1 de febrero de 2017

3. 'Silencio', de Martin Scorsese


Para su nueva película, Martin Scorsese se ha basado en la novela homónima del japonés Shūsaku Endō (1923-1996), a cuya calidad como escritor hay que sumarle la peculiaridad de su condición de católico en un país donde el cristianismo apenas lo profesa un 1% de la población. Narra las vicisitudes de dos jóvenes jesuitas portugueses en el Japón de mediados del siglo XVII, país cuyas autoridades persiguen y reprimen brutalmente cualquier práctica religiosa distinta del budismo oficial. A Ambos misioneros les mueve el empeño de buscar al padre Ferreira (Liam Neeson), que en otro tiempo liderara la labor evangelizadora en el país asiático y del que se dice que, tras apostatar, vive casado e integrado en la sociedad japonesa. El ascendente con que el padre Ferreira influye en los dos protagonistas, les lleva a una peligrosa misión cuyo objetivo es desacreditar tales rumores porque en ese desmentido cifran ambos el afianzamiento de su fe.
Más allá de la constatación de la penosa clandestinidad cristiana en Japón, de su cruel hostigamiento o de la dicotomía entre apostasía y martirio, la película reflexiona sobre otros aspectos mucho más interesantes.
En primer lugar, es insoslayable acercarse al exotismo de una religión como la cristiana trasplantada a las remotas tierras japonesas. Los japoneses católicos practican una suerte de sucedáneo híbrido, donde se mezcla el sustrato cultural nipón, preñado de elementos que el cristianismo canónico calificaría sin dudar de paganos, con una interpretación de las Sagradas Escrituras que, a la dificultad del idioma, suma una insuperable incompatibilidad que nace de la propia concepción del mundo japonés, de su propia ontología, que está presente hasta en los propios resortes del lenguaje. Barreras que el ejercicio intelectual de una persona formada podría salvar pero que se antoja imposible cuando hablamos del pueblo llano y analfabeto. Esta realidad nos lleva a dudar, primero, de la legitimidad de las misiones cristianas, obcecadas en llevar la fe a pueblos que ya practican su propio credo, en un ejercicio de aculturación claramente cuestionable; pero también a la utilidad de tamaño esfuerzo, cuyo producto final es una adulteración donde el milagro de los panes y los peces se hace con arroz y sushi.
En segundo lugar, la cinta plantea los límites de la fe. Cuando los jesuitas son apresados y se niegan a apostatar, son otros quienes sufren las consecuencias, esos otros que son fieles al ejemplo de los dos misioneros y que prefieren ser torturados o morir antes que renunciar al Dios cristiano sobrevenido.
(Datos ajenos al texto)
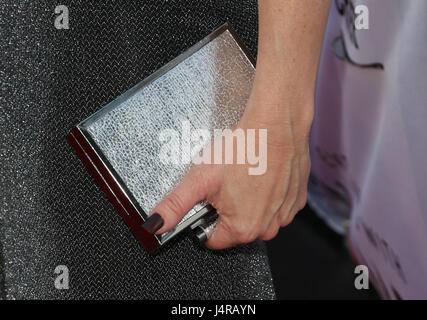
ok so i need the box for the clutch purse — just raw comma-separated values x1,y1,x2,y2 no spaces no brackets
67,23,255,252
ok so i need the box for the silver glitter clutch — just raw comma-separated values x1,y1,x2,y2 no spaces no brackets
67,23,255,251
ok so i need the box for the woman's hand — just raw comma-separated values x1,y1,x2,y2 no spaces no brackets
142,0,331,249
147,80,313,249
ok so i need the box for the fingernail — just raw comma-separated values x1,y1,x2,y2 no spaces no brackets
142,213,164,234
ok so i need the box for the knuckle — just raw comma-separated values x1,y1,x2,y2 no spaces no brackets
280,211,294,227
162,192,186,217
285,207,300,226
297,191,308,210
234,224,259,244
260,226,279,241
280,219,291,228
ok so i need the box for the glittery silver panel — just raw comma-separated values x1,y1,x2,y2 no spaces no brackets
1,0,275,300
81,30,254,239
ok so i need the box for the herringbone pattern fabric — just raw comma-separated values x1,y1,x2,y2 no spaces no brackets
0,1,275,299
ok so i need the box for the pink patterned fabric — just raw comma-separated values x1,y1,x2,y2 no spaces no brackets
309,0,427,299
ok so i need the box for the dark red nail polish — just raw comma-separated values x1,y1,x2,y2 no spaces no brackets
142,213,164,234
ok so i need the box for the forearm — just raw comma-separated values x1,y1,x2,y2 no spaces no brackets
247,0,331,132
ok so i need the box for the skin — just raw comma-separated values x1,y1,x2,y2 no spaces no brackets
152,0,332,249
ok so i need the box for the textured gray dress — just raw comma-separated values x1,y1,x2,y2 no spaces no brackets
0,0,275,299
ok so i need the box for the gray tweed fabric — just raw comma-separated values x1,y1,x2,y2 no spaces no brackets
0,0,275,299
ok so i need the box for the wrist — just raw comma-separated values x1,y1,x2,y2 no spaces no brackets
245,75,315,127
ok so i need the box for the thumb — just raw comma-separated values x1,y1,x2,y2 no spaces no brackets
144,165,219,235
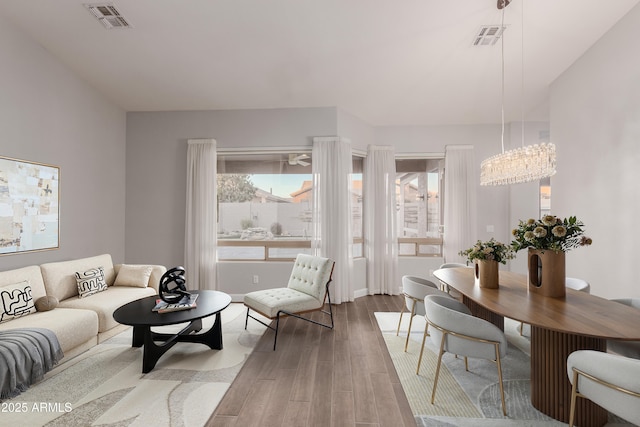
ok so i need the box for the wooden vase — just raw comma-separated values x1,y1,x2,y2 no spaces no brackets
528,248,566,297
475,260,499,289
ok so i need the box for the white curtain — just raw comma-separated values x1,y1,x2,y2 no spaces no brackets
364,145,399,295
443,145,477,264
312,136,354,304
185,139,217,290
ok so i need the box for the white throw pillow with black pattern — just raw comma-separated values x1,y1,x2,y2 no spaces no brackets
0,280,36,323
76,266,107,298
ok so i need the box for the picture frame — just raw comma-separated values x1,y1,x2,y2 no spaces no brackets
0,155,60,255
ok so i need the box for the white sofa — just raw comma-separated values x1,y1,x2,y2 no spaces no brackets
0,254,166,362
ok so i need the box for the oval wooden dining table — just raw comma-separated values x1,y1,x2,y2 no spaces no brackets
433,267,640,427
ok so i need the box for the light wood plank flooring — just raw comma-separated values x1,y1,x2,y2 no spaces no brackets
207,295,416,427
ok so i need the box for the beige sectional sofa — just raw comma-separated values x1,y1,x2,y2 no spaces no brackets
0,254,166,362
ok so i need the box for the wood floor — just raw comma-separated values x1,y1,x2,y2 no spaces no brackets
207,295,417,427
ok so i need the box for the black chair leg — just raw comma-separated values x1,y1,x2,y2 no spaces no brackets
274,314,281,350
245,307,249,330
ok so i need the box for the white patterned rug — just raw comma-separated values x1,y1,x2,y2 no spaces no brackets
375,312,631,427
2,303,266,427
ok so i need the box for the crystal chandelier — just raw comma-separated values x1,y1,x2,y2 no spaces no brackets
480,0,556,186
480,143,556,185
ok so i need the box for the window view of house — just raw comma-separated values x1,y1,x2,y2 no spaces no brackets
217,153,443,260
540,176,551,218
216,153,363,260
396,158,444,256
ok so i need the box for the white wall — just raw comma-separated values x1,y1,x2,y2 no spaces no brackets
336,108,376,152
221,257,368,302
0,13,127,271
125,107,338,268
550,3,640,298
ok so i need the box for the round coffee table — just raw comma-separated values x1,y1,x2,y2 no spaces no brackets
113,290,231,373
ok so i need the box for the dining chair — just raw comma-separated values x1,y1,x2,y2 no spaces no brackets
421,294,508,415
397,276,450,352
607,298,640,359
437,262,470,295
567,350,640,426
520,277,590,336
243,254,335,350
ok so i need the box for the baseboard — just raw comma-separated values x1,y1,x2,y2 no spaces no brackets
354,288,368,299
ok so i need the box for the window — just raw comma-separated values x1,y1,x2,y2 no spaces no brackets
395,158,444,256
217,151,363,261
540,176,551,218
352,156,363,257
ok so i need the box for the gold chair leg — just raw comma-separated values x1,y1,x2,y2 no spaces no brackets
431,332,447,404
416,325,429,375
569,370,579,427
396,305,406,336
464,357,468,371
495,344,507,416
404,305,416,352
519,321,524,336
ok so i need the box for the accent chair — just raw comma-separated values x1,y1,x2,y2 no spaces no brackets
243,254,335,350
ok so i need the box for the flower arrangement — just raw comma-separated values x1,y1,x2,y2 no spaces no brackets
459,238,515,264
511,215,592,253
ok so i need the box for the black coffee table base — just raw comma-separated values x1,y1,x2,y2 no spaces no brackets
132,313,223,373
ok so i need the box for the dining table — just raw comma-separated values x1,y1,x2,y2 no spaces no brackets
433,267,640,427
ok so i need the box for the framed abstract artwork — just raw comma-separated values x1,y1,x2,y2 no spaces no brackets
0,156,60,255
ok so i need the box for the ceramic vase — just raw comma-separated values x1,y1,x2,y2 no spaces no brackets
475,259,499,289
527,248,566,297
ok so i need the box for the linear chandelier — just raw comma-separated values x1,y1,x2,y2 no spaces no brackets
480,0,556,186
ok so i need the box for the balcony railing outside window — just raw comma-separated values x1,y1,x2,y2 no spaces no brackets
216,152,444,261
217,237,441,261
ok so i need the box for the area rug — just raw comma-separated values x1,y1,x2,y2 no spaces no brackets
1,303,266,427
375,312,630,427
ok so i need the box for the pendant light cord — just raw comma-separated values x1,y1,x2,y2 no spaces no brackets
500,7,505,154
521,0,525,147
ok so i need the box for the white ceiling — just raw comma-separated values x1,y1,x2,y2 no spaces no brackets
1,0,638,126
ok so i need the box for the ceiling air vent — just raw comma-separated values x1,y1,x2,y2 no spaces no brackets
84,3,132,29
472,25,506,46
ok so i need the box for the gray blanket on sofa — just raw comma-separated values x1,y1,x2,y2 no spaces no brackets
0,328,63,399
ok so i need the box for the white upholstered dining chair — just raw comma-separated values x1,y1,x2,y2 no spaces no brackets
397,276,450,352
421,294,508,415
567,350,640,426
607,298,640,359
436,262,470,295
243,254,335,350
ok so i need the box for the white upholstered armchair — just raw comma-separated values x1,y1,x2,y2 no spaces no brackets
243,254,335,350
567,350,640,426
422,294,508,416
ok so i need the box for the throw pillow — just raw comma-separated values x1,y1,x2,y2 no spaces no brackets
35,295,59,312
75,266,107,298
0,281,37,323
114,264,153,288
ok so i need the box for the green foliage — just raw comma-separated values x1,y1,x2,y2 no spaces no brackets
217,174,257,203
270,222,283,236
511,215,592,252
459,238,515,264
240,219,254,230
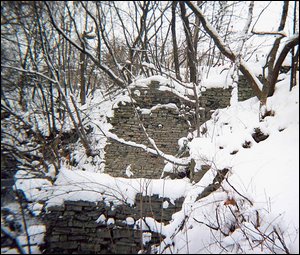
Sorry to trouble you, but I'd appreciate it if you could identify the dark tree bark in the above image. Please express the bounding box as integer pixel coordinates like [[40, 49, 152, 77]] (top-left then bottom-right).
[[179, 1, 198, 83], [264, 1, 289, 99], [171, 1, 182, 81]]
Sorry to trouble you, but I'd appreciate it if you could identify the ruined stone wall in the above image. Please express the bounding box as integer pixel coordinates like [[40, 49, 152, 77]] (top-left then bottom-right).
[[44, 195, 184, 254], [104, 81, 194, 179], [104, 80, 236, 178]]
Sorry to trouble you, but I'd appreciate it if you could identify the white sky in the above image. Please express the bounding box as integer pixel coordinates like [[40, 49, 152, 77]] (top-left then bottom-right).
[[253, 1, 297, 34]]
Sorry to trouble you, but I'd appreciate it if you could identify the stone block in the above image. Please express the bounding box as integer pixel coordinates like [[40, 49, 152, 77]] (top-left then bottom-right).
[[65, 205, 83, 211], [96, 229, 112, 238], [79, 243, 101, 252], [52, 241, 78, 250], [72, 220, 85, 228], [60, 235, 68, 242], [48, 235, 60, 242], [74, 214, 90, 221], [68, 235, 88, 241], [47, 205, 65, 212]]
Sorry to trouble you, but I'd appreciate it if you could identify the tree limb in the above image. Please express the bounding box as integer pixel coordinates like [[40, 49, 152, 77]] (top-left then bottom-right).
[[185, 1, 263, 99], [1, 226, 27, 254], [269, 33, 299, 95]]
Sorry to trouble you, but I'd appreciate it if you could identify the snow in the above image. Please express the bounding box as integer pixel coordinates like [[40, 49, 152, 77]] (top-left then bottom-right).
[[27, 203, 44, 216], [9, 64, 298, 253], [133, 89, 141, 97], [177, 137, 189, 148], [125, 164, 134, 177], [107, 218, 115, 225], [44, 167, 192, 208], [142, 232, 152, 245], [134, 217, 166, 235], [129, 75, 195, 102], [125, 217, 135, 226], [95, 214, 106, 224], [140, 103, 179, 115], [16, 225, 46, 254], [2, 1, 298, 254], [162, 201, 169, 209], [111, 94, 134, 110], [1, 248, 19, 254], [14, 170, 53, 202], [162, 162, 174, 173], [200, 64, 235, 89], [40, 71, 298, 253]]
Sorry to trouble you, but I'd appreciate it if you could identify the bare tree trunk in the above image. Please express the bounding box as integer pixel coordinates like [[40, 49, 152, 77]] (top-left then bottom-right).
[[290, 47, 299, 91], [269, 35, 299, 96], [179, 1, 197, 83], [49, 81, 57, 136], [193, 1, 202, 57], [80, 44, 86, 105], [171, 1, 182, 81], [180, 2, 201, 137], [264, 1, 289, 99]]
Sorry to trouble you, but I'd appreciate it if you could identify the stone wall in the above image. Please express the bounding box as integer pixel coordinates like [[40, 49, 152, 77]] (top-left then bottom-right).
[[104, 80, 236, 178], [104, 81, 194, 179], [44, 195, 184, 254], [238, 75, 257, 101], [199, 87, 233, 120]]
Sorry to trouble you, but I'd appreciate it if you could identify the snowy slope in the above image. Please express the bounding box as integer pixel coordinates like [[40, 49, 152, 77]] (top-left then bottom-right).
[[156, 73, 299, 253]]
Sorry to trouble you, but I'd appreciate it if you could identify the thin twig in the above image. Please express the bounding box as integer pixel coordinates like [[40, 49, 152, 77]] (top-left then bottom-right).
[[225, 178, 253, 206]]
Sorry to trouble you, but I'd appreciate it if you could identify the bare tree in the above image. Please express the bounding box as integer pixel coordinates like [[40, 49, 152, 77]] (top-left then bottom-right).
[[186, 1, 299, 108]]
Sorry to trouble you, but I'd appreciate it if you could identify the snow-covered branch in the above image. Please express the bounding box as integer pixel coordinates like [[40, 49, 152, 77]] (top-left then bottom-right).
[[185, 1, 264, 99], [141, 62, 194, 90], [251, 30, 287, 37], [237, 1, 254, 55]]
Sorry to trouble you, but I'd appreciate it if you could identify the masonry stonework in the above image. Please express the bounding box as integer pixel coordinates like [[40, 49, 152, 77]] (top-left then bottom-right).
[[44, 195, 184, 254], [237, 75, 257, 101]]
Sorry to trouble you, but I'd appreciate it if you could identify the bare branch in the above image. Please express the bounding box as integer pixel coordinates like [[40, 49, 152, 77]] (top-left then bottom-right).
[[44, 1, 125, 88], [1, 226, 27, 254]]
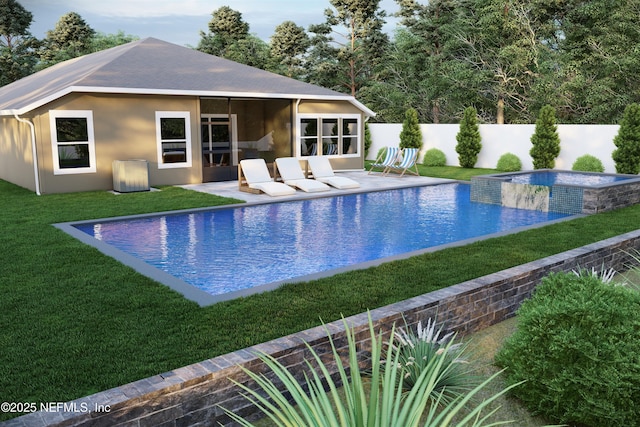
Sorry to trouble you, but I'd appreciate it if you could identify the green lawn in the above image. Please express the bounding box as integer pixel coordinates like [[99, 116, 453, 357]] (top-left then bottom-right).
[[2, 170, 640, 421]]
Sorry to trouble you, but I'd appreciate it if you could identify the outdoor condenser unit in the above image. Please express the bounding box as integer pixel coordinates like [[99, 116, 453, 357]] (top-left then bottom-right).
[[112, 160, 150, 192]]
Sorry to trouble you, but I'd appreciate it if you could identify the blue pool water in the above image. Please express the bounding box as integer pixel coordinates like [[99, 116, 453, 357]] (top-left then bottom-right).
[[74, 183, 571, 299], [508, 171, 630, 187]]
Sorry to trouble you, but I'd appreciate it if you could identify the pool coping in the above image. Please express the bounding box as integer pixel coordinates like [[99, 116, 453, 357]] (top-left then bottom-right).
[[54, 181, 582, 306], [472, 168, 640, 189]]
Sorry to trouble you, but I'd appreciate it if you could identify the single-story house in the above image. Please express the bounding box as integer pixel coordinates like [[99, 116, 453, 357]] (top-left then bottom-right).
[[0, 37, 375, 194]]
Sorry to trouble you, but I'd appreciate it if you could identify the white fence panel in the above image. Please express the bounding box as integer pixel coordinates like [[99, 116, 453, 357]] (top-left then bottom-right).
[[369, 123, 621, 173]]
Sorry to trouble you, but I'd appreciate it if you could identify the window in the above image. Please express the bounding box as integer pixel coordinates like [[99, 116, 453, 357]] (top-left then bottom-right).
[[156, 111, 192, 168], [50, 110, 96, 174], [300, 118, 318, 156], [298, 115, 360, 157]]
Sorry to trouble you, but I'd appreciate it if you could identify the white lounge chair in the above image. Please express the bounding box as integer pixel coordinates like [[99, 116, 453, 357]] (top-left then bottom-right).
[[275, 157, 331, 192], [368, 147, 400, 175], [238, 159, 296, 196], [385, 147, 420, 177], [307, 156, 360, 189]]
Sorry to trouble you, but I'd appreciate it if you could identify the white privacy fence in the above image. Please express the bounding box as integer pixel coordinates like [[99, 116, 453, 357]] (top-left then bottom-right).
[[368, 123, 621, 173]]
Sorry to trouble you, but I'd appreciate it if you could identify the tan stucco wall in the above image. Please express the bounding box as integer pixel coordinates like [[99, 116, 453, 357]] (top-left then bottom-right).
[[298, 100, 366, 171], [2, 95, 368, 194], [0, 116, 37, 192], [31, 93, 202, 194]]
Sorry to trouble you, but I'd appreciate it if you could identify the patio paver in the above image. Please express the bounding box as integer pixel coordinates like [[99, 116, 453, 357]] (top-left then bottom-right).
[[180, 170, 455, 203]]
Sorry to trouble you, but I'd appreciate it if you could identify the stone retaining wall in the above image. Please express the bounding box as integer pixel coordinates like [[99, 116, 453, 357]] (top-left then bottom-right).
[[5, 230, 640, 427], [583, 181, 640, 214]]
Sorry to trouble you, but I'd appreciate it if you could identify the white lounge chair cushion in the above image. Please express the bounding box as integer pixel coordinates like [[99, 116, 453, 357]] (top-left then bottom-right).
[[316, 175, 360, 189], [249, 181, 296, 196], [241, 159, 273, 182], [276, 157, 330, 192], [307, 157, 360, 189], [282, 178, 331, 193], [240, 159, 296, 196]]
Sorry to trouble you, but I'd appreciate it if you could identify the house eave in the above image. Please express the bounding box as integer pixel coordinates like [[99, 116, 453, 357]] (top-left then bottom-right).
[[1, 86, 376, 118]]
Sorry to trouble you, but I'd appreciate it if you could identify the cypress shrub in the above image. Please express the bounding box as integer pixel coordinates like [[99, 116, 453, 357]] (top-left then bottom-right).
[[422, 148, 446, 166], [364, 122, 372, 158], [530, 105, 560, 169], [495, 272, 640, 426], [455, 106, 482, 168], [496, 153, 522, 172], [612, 103, 640, 174], [572, 154, 604, 172], [399, 108, 423, 150]]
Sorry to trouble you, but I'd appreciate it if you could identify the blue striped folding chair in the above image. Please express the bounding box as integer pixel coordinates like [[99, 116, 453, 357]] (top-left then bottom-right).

El empecinamiento de los misioneros se antoja entonces ilegítimo porque carga con la muerte ajena y porque ya no se sabe si esa obstinación responde a la defensa de una religión o más bien a un esfuerzo egoísta de no quebrantar los pilares y certezas que sustentan sus vidas.
Directamente relacionado con lo dicho anteriormente, aparece el tema de la idolatría. Las autoridades japonesas obligan en la ceremonia de apostasía a pisar una imagen sagrada grabada sobre una piedra. Es un acto simple, una mera formalidad, un protocolo que, en modo alguno podría hacer pensar a nadie –tampoco al propio inquisidor–, que en ese gesto, el cristiano esté renunciando verdaderamente a su fe. La terquedad de no pisar la imagen de Jesús acaba siendo, ella misma, una desvirtuación de la propia fe cristiana, más atenta al respeto icónico que a la experiencia íntima de la fe, esta sí, inquebrantable. Es la priorización de la forma sobre el contenido de una religión.
Desde el punto de vista meramente cinematográfico, no me resisto a parafrasear algunos hallazgos enormemente sugestivos que el maestro Celso Hoyo ha encontrado en su análisis, como los planos aéreos del inicio de la película, que simbolizarían la compañia divina, cuando ésta aún no ha sido cuestionada, en contraste con los planos a ras de suelo de las escenas de las torturas, desde la perspectiva desamparada del hombre en su soledad y abandono, cuando el cielo sólo ofrece silencio. También son destacables algunos guiños al cine bíblico que contribuyen a la deconstrucción de su mitología en la carne de unos personajes que no pueden ni saben ser redentores ni tan siquiera de sí mismos.
Existe cierta desproporción entre el aplomo interpretativo de Leam Neeson o de Yosuke Kobukuza y la corrección, sin más, de Adam Garfield y Adam Driver.

Y es un acierto la falta de banda sonora, que hace honor al título de la película, ese silencio aplastante de un dios al que se clama y no responde.